The XML specifications are inexact in many ways as regards to characters, as you have observed. But the essential definition is the BNF production for “Char” and the statement “XML processors MUST accept any character in the range specified for Char.” This means that in XML specifications, the concept of character is broader than Unicode character. The ranges in the production contain unassigned code points, actually a huge number of them.
The comment to the “Char” production in XML specifications is best ignored. It is very confusing and even incorrect. The “Char” production simply refers to a set of Unicode code points (different sets in different versions of XML). The set includes code points that you should never use in character data, as well as code points that should be avoided for various reasons. But such rules are at a level different from the formal rules of XML and requirements on XML implementations.
When selecting or writing a routine for checking character data, it depends on the application and purpose what should be accepted and what should be done with code points that fail the test. Even surrogate code points might be processed in some way instead of being just discarded; they may well appear due to confusions with encodings (or e.g. when a Java string has been naively taken as a string of Unicode characters – it is as such just a sequence of 16-bit code units).
I would ignore the verbage and just focus on the definitions:
XML 1.0:
Char ::= #x9 | #xA | #xD | [#x20-#xD7FF] | [#xE000-#xFFFD] | [#x10000-#x10FFFF]
Document authors are encouraged to avoid "compatibility characters", as defined in section 2.3 of [Unicode]. The characters defined in the following ranges are also discouraged. They are either control characters or permanently undefined Unicode characters:
[#x7F-#x84], [#x86-#x9F], [#xFDD0-#xFDEF],
[#x1FFFE-#x1FFFF], [#x2FFFE-#x2FFFF], [#x3FFFE-#x3FFFF],
[#x4FFFE-#x4FFFF], [#x5FFFE-#x5FFFF], [#x6FFFE-#x6FFFF],
[#x7FFFE-#x7FFFF], [#x8FFFE-#x8FFFF], [#x9FFFE-#x9FFFF],
[#xAFFFE-#xAFFFF], [#xBFFFE-#xBFFFF], [#xCFFFE-#xCFFFF],
[#xDFFFE-#xDFFFF], [#xEFFFE-#xEFFFF], [#xFFFFE-#xFFFFF],
[#x10FFFE-#x10FFFF].
XML 1.1:
Char ::= [#x1-#xD7FF] | [#xE000-#xFFFD] | [#x10000-#x10FFFF]
RestrictedChar ::= [#x1-#x8] | [#xB-#xC] | [#xE-#x1F] | [#x7F-#x84] | [#x86-#x9F]
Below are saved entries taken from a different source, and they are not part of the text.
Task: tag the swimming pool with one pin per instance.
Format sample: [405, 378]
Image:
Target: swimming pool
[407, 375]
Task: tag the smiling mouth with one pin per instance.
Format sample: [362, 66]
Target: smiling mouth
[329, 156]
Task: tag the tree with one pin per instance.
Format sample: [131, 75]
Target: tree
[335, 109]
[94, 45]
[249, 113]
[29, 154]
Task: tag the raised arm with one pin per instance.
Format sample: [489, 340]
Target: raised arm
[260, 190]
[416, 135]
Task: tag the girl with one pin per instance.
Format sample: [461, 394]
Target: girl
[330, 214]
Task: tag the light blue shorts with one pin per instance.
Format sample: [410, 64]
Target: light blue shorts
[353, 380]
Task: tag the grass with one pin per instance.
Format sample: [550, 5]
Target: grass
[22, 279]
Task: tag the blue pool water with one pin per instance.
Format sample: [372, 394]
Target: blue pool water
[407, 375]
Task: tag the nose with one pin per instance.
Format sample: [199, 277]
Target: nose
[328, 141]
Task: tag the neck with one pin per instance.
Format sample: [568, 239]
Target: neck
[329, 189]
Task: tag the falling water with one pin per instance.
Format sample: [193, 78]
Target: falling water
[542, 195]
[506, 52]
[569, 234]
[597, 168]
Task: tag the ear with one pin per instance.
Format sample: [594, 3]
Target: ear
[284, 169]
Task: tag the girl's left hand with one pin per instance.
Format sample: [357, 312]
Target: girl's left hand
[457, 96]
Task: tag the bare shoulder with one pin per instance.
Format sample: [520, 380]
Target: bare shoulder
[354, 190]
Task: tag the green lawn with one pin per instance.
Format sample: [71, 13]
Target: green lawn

Document authors are encouraged to avoid "compatibility characters", as defined in Unicode [Unicode]. The characters defined in the following ranges are also discouraged. They are either control characters or permanently undefined Unicode characters:
[#x1-#x8], [#xB-#xC], [#xE-#x1F], [#x7F-#x84], [#x86-#x9F], [#xFDD0-#xFDDF],
[#x1FFFE-#x1FFFF], [#x2FFFE-#x2FFFF], [#x3FFFE-#x3FFFF],
[#x4FFFE-#x4FFFF], [#x5FFFE-#x5FFFF], [#x6FFFE-#x6FFFF],
[#x7FFFE-#x7FFFF], [#x8FFFE-#x8FFFF], [#x9FFFE-#x9FFFF],
[#xAFFFE-#xAFFFF], [#xBFFFE-#xBFFFF], [#xCFFFE-#xCFFFF],
[#xDFFFE-#xDFFFF], [#xEFFFE-#xEFFFF], [#xFFFFE-#xFFFFF],
[#x10FFFE-#x10FFFF].
It sounds stupid because it is stupid. The First Edition of XML (1998) read "the legal graphic characters of Unicode." For whatever reason, the word "graphic" was removed from the Second Edition of 2000, perhaps because it is inaccurate: XML allows many characters that are not graphic characters.
The definition in the Char production is indeed the right place to look.